Yakın tarihli bir İnovasyon Forumu web seminerinde, Avrupa Komisyonu Çevre Genel Müdürlüğü’nde uluslararası ilişkiler sorumlusu olan Emanuele Pitto gerekli açıklamaları ve bağlamı anlattı.
Şirketlerin yönetmeliğe uymaya ne zaman başlaması gerekiyor?
EUDR Haziran ayında yürürlüğe girdi, ancak şirketlere ve emtia tüccarlarına yeni kurallara uymaları için 18 ay süre tanıyor. Bu da Avrupalı yetkililerin 1 Ocak 2025’e kadar uygulamaya geçmeyeceği anlamına geliyor.
Bu tarihten önce Avrupa pazarına girmiş ancak daha sonra kullanılacak ürünlerin EUDR uyumlu olması gerekmez. Örneğin, bir çiftçi soya bazlı sığır yemini 2024 yılında satın almış ve 2025 yılında ineklerine veriyorsa, yeni düzenlemelere uyması ve bir durum tespiti beyanı sunması gerekmez.
Ne ormansızlaşma sayılır ve nasıl doğrulanır?
Yönetmeliğin 2. Maddesi aşağıdaki tanımları sağlamaktadır:
Ormansızlaşma: İnsan kaynaklı olsun ya da olmasın ormanların temizlenmesi ve tarımsal kullanıma dönüştürülmesi.

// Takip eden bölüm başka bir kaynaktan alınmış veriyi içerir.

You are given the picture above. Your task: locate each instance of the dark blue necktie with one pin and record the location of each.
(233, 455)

Orman: Ağaçların 16,5 fitten yüksek olduğu ve gölgelik örtüsünün yüzde 10’dan fazla olduğu 1,2 dönümden fazla alana yayılan arazi.
Pitto, bir ormana yapılan her türlü müdahalenin ormansızlaşma olarak sayılacağını, küçük orman parçalarının yavaş yavaş ekin veya otlak alanına dönüştürülmesi seçeneğinin kapsam dışı olduğunu açıkladı. Yönetmeliğin Sık Sorulan Sorular bölümüne göre, çiftçilerin örneğin bir orman yangını nedeniyle doğal olarak ormansızlaşmış arazilerde üretim yapmalarına da izin verilmiyor. Bu tür arazileri tarımsal amaçlarla kullanmak yerine, yerel topluluklar ormanın yeniden oluşmasına izin vermelidir.
AB, yasal ormansızlaşma için 31 Aralık 2020 tarihini son tarih olarak kullanacak. Bu, 2021’in başından bu yana dönüştürülen arazilerde yetiştirilen hiçbir ürünün 2025’ten itibaren Avrupa pazarına girmesine izin verilmeyeceği anlamına geliyor. Ormansızlaşma ve orman tahribatına ilişkin AB gözlemevi, şirketlerin risk değerlendirmelerinde referans alabilecekleri son tarih için orman örtüsü haritaları sağlayacak, ancak şirketler kendi haritalarından ve doğrulama araçlarından da yararlanabilecek.
Şirketler tüm tedarikçileri için arazi tapusu sağlamak zorunda mı?
Arazi tapuları konusu yaygın olarak yanlış anlaşılmaktadır. Endonezya, Fildişi Sahili ve Peru gibi ülkelerdeki birçok küçük çiftçi, çiftliklerinin yasal mülkiyetini kanıtlayamamaktadır ve şirketler, tüm tedarikçilerine arazi tapusu almalarında yardımcı olmanın imkansız bir görev olduğunu düşünmektedir.
Pitto, bunun yaygın bir yanlış anlama olduğunu söyledi. Sıkça Sorulan Sorular bölümünde, çiftçilerin yalnızca ulusal yasalar gerektirdiğinde arazi tapusuna sahip olmaları gerektiği belirtilmektedir. Pitto’nun bahsettiği arazi tapularıyla ilgili diğer durum ise arazi gaspı riskinin yüksek olduğu yerlerdir. Bu gibi durumlarda, şirketlerin “ürünün gerçekten yasal olduğuna dair bilgi edinmek için gerekli özeni göstermeleri” gerekecektir.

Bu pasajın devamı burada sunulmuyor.